21 This article has shown that an exploration of the many layers of a personal narrative is not a straightforward linear process. It rather forms a circular process, beginning with an agreement between teller and listener on the subject of the interview, continuing with a question formulated by the listener, followed by careful listening, carried forward by the listener’s open attitude to what the teller has to say, and proceeding with a reflective attitude that may open up another round of exploration. C. R.’s analysis of Tessa’s story is a good example of such a process.

Postscript: Finding Catherine K. Riessman

22 Over the years, X and I have continued to travel to the U. S. for work and pleasure. At one point, I reminded Elliot Mishler that I had contacted him and hinted that a personal meeting would not be completely wrong. “Maybe this is not the appropriate way to approach a Harvard Professor?” I asked him. “No, it is not,” was his straightforward reply. “But we love those who do.” Thanks to my ignorance of how to behave in better company, and thanks to Elliot Mishler’s kindness, I finally found Catherine K. Riessman. I am forever grateful for that.

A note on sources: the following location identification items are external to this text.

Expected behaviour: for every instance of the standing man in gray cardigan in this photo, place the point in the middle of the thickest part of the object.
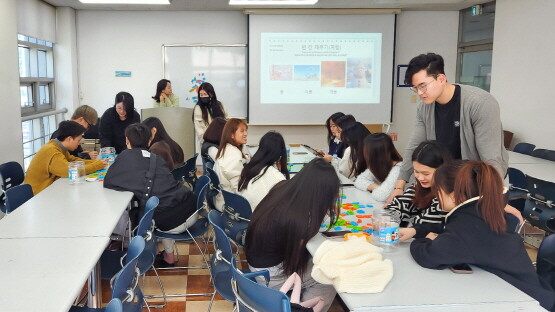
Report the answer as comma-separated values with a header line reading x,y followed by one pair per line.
x,y
464,118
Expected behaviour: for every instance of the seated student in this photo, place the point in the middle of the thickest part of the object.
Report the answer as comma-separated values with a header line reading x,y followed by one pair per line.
x,y
472,194
352,164
212,137
267,167
285,220
128,172
383,164
162,144
336,147
52,160
87,117
231,158
418,204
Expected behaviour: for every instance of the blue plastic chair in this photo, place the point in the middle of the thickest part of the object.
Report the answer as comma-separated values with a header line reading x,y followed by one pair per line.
x,y
524,148
187,173
11,174
252,296
194,232
539,209
124,286
17,196
545,264
518,189
237,214
215,189
112,260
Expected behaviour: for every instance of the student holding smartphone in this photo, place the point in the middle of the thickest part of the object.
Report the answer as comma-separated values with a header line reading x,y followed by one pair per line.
x,y
475,230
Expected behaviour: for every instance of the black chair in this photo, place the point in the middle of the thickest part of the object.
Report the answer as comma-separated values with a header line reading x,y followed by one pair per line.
x,y
540,153
518,189
187,172
524,148
539,209
17,196
11,174
545,263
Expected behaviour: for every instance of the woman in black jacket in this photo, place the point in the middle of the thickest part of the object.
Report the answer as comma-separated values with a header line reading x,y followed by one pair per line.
x,y
128,173
114,121
475,230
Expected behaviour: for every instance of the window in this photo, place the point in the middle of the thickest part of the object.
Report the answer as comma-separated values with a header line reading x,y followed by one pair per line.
x,y
36,85
475,45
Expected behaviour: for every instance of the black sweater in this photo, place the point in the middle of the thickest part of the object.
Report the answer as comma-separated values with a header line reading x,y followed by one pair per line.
x,y
128,173
112,129
467,238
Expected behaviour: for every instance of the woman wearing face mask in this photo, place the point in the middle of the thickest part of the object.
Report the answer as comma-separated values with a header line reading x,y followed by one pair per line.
x,y
114,121
164,95
207,108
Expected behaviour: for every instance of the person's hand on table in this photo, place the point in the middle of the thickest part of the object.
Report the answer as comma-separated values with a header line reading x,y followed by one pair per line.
x,y
406,233
328,158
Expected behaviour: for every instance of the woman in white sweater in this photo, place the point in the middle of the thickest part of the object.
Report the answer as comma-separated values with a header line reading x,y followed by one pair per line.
x,y
231,158
262,173
208,107
384,164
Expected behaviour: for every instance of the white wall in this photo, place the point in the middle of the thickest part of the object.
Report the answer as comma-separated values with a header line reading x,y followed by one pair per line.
x,y
116,40
10,112
421,32
523,66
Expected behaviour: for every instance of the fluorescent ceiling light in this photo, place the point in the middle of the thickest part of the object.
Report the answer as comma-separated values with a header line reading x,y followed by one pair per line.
x,y
125,1
272,2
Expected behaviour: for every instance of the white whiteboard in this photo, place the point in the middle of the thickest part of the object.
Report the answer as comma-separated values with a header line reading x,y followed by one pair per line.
x,y
224,66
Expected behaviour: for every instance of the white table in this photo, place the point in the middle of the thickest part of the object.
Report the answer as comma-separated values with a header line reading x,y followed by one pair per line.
x,y
518,158
64,210
414,288
45,274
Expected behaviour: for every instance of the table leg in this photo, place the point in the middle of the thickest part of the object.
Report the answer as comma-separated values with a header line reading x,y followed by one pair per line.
x,y
94,299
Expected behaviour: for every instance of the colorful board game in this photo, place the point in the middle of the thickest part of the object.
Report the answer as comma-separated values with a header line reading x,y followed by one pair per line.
x,y
354,217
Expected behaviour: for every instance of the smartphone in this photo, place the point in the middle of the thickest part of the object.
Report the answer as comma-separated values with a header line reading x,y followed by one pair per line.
x,y
336,233
462,268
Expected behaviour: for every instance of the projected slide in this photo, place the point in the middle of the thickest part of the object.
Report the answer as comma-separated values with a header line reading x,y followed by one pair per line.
x,y
320,68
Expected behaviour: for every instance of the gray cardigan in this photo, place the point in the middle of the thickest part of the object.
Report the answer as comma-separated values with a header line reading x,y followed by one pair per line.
x,y
481,131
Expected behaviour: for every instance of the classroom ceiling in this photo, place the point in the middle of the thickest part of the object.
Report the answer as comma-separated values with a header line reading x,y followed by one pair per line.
x,y
222,5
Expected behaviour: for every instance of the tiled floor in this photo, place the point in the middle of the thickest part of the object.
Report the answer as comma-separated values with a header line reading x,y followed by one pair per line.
x,y
187,281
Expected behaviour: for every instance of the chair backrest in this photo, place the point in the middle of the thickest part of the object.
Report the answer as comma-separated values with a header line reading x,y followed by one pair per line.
x,y
17,196
517,178
252,296
540,153
539,209
545,264
127,278
220,263
12,174
524,148
237,214
145,229
114,305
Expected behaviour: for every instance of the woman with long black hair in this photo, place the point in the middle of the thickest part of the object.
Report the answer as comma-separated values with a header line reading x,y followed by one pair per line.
x,y
162,144
286,219
267,167
207,108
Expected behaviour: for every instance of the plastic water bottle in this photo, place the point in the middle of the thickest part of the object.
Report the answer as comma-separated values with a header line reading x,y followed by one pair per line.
x,y
76,172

Margareta Hydén, PhD, is Professor Emerita in Social Work at Linköping University, Sweden; a Visiting Professor in Criminology, Stockholm University, Sweden; and a Licenced Psychotherapist. She has also served as Visiting Professor at the Centre for Criminology and Criminal Justice, University of Manchester, UK. Her areas of interest include family violence, narrative, and child studies. Her recent work focuses on social networks’ responses to intimate partner violence. She has been internationally acknowledged for her innovative research on violence towards women and is renowned for moving the research field beyond a mere static victim’s perspective and for engaging in examinations of the complex ways in which women negotiate their power. She has also studied agency in women’s narratives of leaving abusive relationships and has developed narrative approaches for the study of sensitive topics.